Enhancing Computational Accuracy in Surrogate Modeling for Elastic–Plastic Problems by Coupling S-FEM and Physics-Informed Deep Learning

Abstract

Physics-informed neural networks (PINNs) provide a new approach to solving partial differential equations (PDEs), while the properties of coupled physical laws present potential in surrogate modeling. However, the accuracy of PINNs in solving forward problems needs to be enhanced, and solving inverse problems relies on data samples. The smoothed finite element method (S-FEM) can obtain high-fidelity numerical solutions, which are easy to solve for the forward problems of PDEs, but difficult to solve for the inverse problems. To the best of the authors’ knowledge, there has been no prior research on coupling S-FEM and PINN. In this paper, a novel approach that couples S-FEM and PINN is proposed. The proposed approach utilizes S-FEM to synthesize high-fidelity datasets required for PINN inversion, while also improving the accuracy of data-independent PINN in solving forward problems. The proposed approach is applied to solve linear elastic and elastoplastic forward and inverse problems.
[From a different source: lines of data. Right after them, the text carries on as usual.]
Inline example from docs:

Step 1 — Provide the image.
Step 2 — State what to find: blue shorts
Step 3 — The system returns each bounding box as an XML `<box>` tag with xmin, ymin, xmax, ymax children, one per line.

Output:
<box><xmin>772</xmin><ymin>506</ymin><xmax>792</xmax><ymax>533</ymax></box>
The computational results demonstrate that the coupling of the S-FEM and PINN exhibits high precision and convergence when solving inverse problems, achieving a maximum relative error of 0.2% in linear elasticity and 5.69% in elastoplastic inversion by using approximately 10,000 data points. The coupling approach also enhances the accuracy of solving forward problems, reducing relative errors by approximately 2–10 times. The proposed coupling of the S-FEM and PINN offers a novel surrogate modeling approach that incorporates knowledge and data-driven techniques, enabling it to solve both forward and inverse problems associated with PDEs with high levels of accuracy and convergence.